The only new wrinkle in Provenzano's mob's-eye view is having goodfellas talk business in an Asian restaurant rather than an Italian one. Other than that, the movie is a mess of questioned loyalties and plotted revenge. The only good scene features a cameo monologue by James Caan that begins the story and gets reprised in full near the end. Between is the same old bada-bing. Grade: D.
In My Skin (not rated) is a psychological drama in the vein of David Cronenberg's Crash, centered on a woman (played by writer-director Marina de Van) filling the emptiness of her life by cutting and occasionally tasting her skin. The film is shown with English subtitles.
Village Voice film critic Dennis Lim wrote, "Without deploying reductive back story or simplistic psychology, this fearless movie - easily the year's best debut feature - illuminates Esther's pathology as an extreme response to the mind-body split.
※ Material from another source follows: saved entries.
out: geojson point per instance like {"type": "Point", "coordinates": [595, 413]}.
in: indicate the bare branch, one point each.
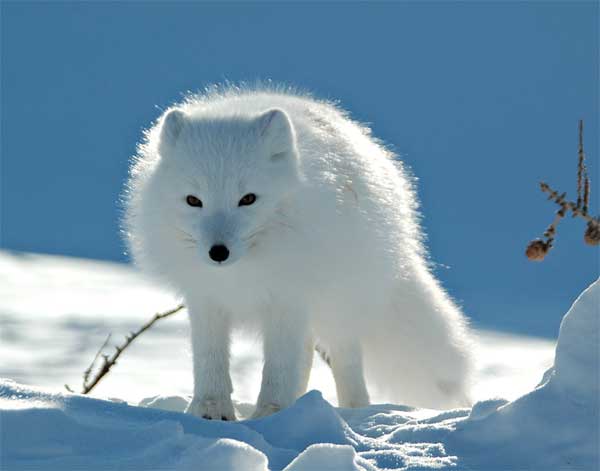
{"type": "Point", "coordinates": [107, 362]}
{"type": "Point", "coordinates": [537, 249]}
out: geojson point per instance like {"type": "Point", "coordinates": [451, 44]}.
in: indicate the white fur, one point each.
{"type": "Point", "coordinates": [331, 252]}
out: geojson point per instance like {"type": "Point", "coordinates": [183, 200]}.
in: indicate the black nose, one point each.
{"type": "Point", "coordinates": [218, 253]}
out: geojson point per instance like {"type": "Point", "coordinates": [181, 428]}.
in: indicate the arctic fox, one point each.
{"type": "Point", "coordinates": [267, 209]}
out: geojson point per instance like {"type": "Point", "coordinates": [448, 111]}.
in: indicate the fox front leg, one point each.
{"type": "Point", "coordinates": [288, 352]}
{"type": "Point", "coordinates": [212, 383]}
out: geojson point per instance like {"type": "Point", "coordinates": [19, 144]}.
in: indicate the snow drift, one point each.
{"type": "Point", "coordinates": [553, 427]}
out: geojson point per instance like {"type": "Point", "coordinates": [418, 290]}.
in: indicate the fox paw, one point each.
{"type": "Point", "coordinates": [263, 410]}
{"type": "Point", "coordinates": [212, 408]}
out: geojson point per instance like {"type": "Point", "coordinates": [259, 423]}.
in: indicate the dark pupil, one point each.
{"type": "Point", "coordinates": [248, 199]}
{"type": "Point", "coordinates": [193, 201]}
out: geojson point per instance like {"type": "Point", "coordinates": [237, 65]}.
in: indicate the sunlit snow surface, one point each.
{"type": "Point", "coordinates": [55, 312]}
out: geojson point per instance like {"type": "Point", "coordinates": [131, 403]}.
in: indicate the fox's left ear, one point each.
{"type": "Point", "coordinates": [277, 131]}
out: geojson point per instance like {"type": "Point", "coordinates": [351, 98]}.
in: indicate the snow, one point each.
{"type": "Point", "coordinates": [55, 312]}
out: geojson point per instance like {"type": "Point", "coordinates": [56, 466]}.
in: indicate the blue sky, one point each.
{"type": "Point", "coordinates": [481, 99]}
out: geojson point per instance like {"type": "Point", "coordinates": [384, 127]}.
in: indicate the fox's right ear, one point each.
{"type": "Point", "coordinates": [172, 125]}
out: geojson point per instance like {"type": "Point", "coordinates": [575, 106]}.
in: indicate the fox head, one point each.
{"type": "Point", "coordinates": [223, 180]}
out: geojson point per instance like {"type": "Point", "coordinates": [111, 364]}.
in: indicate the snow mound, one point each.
{"type": "Point", "coordinates": [553, 427]}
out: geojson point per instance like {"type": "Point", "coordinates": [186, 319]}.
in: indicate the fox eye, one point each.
{"type": "Point", "coordinates": [193, 201]}
{"type": "Point", "coordinates": [247, 200]}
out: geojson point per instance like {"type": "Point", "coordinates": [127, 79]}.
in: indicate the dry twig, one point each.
{"type": "Point", "coordinates": [538, 248]}
{"type": "Point", "coordinates": [107, 362]}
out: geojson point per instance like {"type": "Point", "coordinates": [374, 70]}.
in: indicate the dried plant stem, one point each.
{"type": "Point", "coordinates": [538, 249]}
{"type": "Point", "coordinates": [107, 362]}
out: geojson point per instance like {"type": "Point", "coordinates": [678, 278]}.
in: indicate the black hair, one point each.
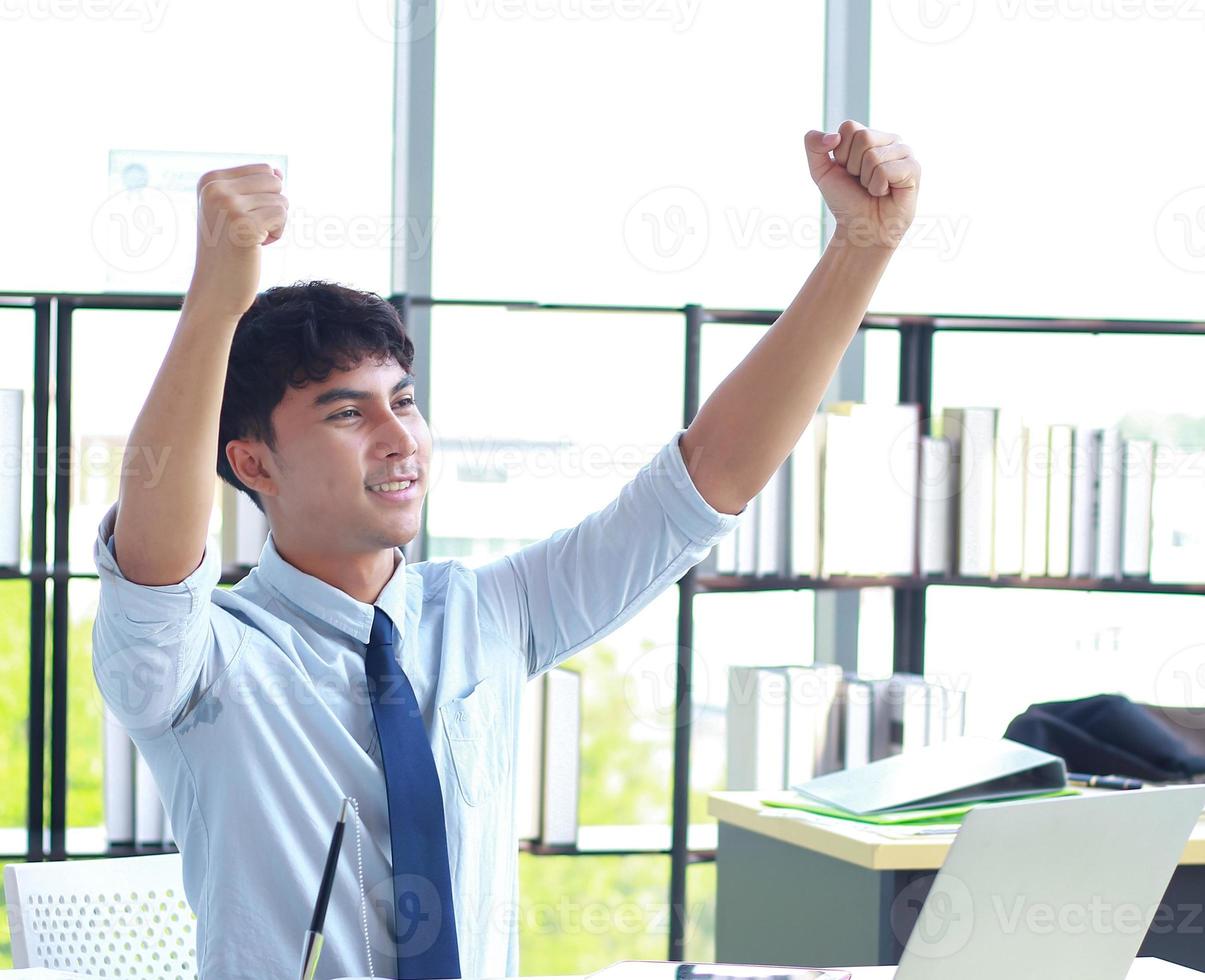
{"type": "Point", "coordinates": [292, 335]}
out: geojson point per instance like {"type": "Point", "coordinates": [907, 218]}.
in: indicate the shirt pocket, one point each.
{"type": "Point", "coordinates": [476, 744]}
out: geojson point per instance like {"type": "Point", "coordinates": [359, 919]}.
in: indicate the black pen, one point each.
{"type": "Point", "coordinates": [313, 938]}
{"type": "Point", "coordinates": [1104, 782]}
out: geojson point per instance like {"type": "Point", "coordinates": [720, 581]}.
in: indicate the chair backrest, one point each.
{"type": "Point", "coordinates": [117, 916]}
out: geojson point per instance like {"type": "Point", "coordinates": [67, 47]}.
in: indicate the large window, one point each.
{"type": "Point", "coordinates": [1062, 154]}
{"type": "Point", "coordinates": [127, 104]}
{"type": "Point", "coordinates": [648, 152]}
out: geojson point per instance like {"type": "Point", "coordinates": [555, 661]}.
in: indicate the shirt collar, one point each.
{"type": "Point", "coordinates": [330, 604]}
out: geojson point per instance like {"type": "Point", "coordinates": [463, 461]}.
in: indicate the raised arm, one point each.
{"type": "Point", "coordinates": [166, 491]}
{"type": "Point", "coordinates": [754, 417]}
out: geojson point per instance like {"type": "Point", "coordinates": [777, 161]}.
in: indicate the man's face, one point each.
{"type": "Point", "coordinates": [338, 438]}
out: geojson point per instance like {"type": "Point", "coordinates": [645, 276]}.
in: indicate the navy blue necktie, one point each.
{"type": "Point", "coordinates": [423, 914]}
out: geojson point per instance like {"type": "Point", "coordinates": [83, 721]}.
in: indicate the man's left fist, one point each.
{"type": "Point", "coordinates": [869, 181]}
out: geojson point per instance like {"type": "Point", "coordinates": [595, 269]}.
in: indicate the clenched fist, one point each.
{"type": "Point", "coordinates": [869, 180]}
{"type": "Point", "coordinates": [239, 210]}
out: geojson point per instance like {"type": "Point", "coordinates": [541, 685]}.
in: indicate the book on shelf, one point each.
{"type": "Point", "coordinates": [560, 752]}
{"type": "Point", "coordinates": [12, 402]}
{"type": "Point", "coordinates": [1177, 534]}
{"type": "Point", "coordinates": [971, 434]}
{"type": "Point", "coordinates": [1138, 486]}
{"type": "Point", "coordinates": [1058, 540]}
{"type": "Point", "coordinates": [1007, 494]}
{"type": "Point", "coordinates": [1107, 453]}
{"type": "Point", "coordinates": [935, 493]}
{"type": "Point", "coordinates": [787, 725]}
{"type": "Point", "coordinates": [1085, 462]}
{"type": "Point", "coordinates": [870, 502]}
{"type": "Point", "coordinates": [1036, 498]}
{"type": "Point", "coordinates": [991, 496]}
{"type": "Point", "coordinates": [528, 802]}
{"type": "Point", "coordinates": [758, 729]}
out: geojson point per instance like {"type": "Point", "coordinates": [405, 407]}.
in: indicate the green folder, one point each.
{"type": "Point", "coordinates": [935, 815]}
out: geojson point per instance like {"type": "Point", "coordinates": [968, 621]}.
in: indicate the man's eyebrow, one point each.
{"type": "Point", "coordinates": [354, 394]}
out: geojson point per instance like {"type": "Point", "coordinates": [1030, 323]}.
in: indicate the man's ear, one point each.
{"type": "Point", "coordinates": [247, 459]}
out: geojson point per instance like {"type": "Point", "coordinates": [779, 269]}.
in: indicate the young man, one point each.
{"type": "Point", "coordinates": [336, 669]}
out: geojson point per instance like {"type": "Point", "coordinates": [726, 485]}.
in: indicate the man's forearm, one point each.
{"type": "Point", "coordinates": [753, 420]}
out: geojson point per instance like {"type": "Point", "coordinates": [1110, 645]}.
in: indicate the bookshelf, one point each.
{"type": "Point", "coordinates": [52, 318]}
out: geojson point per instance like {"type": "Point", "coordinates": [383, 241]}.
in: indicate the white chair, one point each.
{"type": "Point", "coordinates": [117, 916]}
"If this sounds unwatchable, it sometimes is. But relentless as she is in detailing Esther's gruesome experiments in transfiguration, de Van realizes too that the situation is ripe for morbid comedy."
Madstone's schedule also includes Shattered Glass (PG-13), a fact-based account of how New Republic reporter Stephen Glass (Hayden Christensen) fabricated at least 27 articles before getting caught. Writer-director Billy Ray's film was recently reviewed in the St. Petersburg Times and received an A grade.
Gwyneth Paltrow's performance as morbid poet-author Sylvia Plath is the best thing about another Madstone offering, Sylvia. More soap opera than insightful about Plath's art, the film also was reviewed recently in the Times, earning a B- grade.
Madstone has bills to pay, so a couple of screens will be reserved for Hollywood studio productions with promising artistic merit. For now they're Clint Eastwood's Mystic River (grade A-) and Ron Howard's The Missing (see blistering review in this section). Oh well, one out of two isn't bad.